But the two were civil, if not warm, as they were when each appeared on the other's program in 2007. And at one point they got into a back-and-forth on federal spending that looked like a preview of a general election debate — especially if that general election pits Donald Trump (he of the military so strong and powerful we'll never have to use it) against Bernie Sanders (he of the free public college for all).
The exchange began as a discussion of O'Reilly's latest book, "Killing Reagan." O'Reilly was praising Ronald Reagan's military spending as essential in ending the Cold War when Colbert pushed back.

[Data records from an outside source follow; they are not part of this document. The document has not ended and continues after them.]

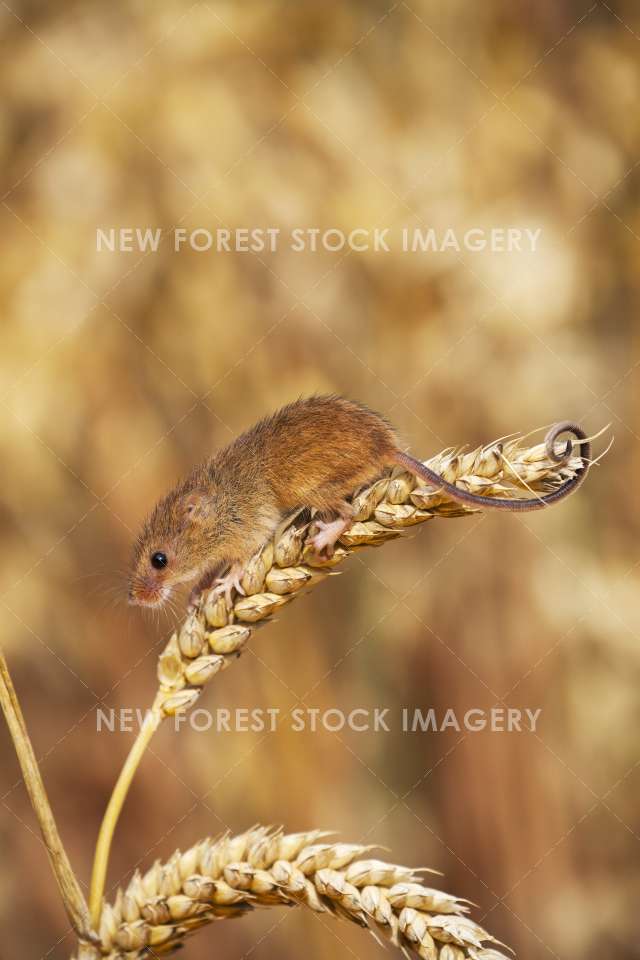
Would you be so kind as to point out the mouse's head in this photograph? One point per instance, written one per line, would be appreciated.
(174, 547)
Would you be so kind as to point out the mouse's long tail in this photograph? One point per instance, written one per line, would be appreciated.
(496, 503)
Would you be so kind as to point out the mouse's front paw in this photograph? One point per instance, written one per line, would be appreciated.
(231, 581)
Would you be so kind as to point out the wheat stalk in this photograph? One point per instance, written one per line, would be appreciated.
(214, 634)
(262, 867)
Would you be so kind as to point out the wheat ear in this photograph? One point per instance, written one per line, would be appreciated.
(262, 867)
(214, 633)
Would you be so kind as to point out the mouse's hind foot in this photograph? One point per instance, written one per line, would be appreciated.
(328, 532)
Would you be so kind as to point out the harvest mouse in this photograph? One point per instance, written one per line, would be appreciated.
(313, 453)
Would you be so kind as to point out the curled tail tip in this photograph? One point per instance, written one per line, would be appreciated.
(565, 452)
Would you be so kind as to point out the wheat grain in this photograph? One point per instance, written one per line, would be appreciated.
(262, 867)
(214, 634)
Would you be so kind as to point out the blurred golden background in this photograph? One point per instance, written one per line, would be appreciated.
(119, 370)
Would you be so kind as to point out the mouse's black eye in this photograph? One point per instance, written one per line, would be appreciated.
(159, 560)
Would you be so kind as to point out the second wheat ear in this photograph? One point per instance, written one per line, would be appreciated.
(215, 632)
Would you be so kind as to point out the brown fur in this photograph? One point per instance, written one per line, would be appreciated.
(312, 453)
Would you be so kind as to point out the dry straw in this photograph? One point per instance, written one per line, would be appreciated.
(215, 633)
(229, 876)
(262, 868)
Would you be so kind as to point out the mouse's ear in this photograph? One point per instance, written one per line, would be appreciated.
(196, 505)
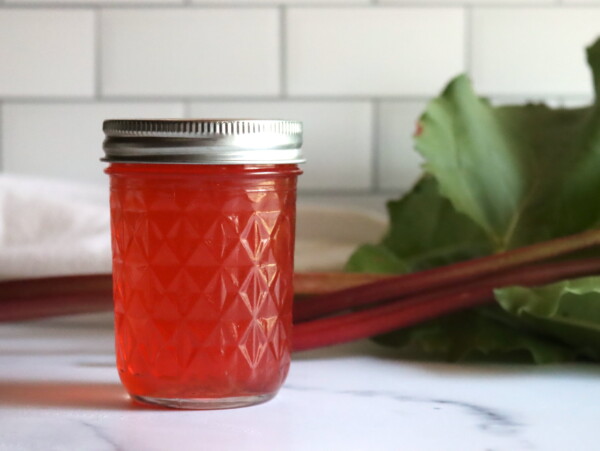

COLBERT: Ran up huge deficits though.
O'REILLY: He did, but it was in the pursuit of bringing down the Soviet Union, which was accomplished. Alright? So you bring down your major enemy, and you have to do it by spending money
COLBERT: But that's huge deficits that can be justified by military expenditure, but you're saying huge deficits cannot be justified by the humanities — by educating people, by the social services, the safety net. What's the difference to those things? They're both vital aspects of our culture. What is the difference between those two — why is one justified and not the other?
O'REILLY: This is a classic liberal position.
COLBERT: It's just a question. It's not a position. It's a question, Bill.
O'REILLY: No, it wasn't.
COLBERT: We have to be able to ask each other questions.
O'REILLY: I see.
COLBERT: We don't have to take sides. Why does it have to be liberal or conservative? Why can't we all just love each other, Bill?
O'REILLY: You're having a stroke again. Now, in self-defense, I think most people would agree ...
COLBERT: Am I attacking you? Self-defense?
O'REILLY: ... No, you have to spend money.
COLBERT: You do have to spend money.
O'REILLY: You have to defend yourself from an enemy who is bent on either conquering you or killing you. That's why we're in this war on terror now. On the arts and education, we have to get away from this fantasy that the government can solve all the problems by kicking money in. And we can't be promising everybody everything, as these pinhead politicians do constantly.
Here was the fundamental disagreement between Democrats and Republicans on the role of government, perfectly encapsulated in 90 seconds on a comedy show. Everybody is willing to spend money on something. There's just no consensus on what the priorities should be.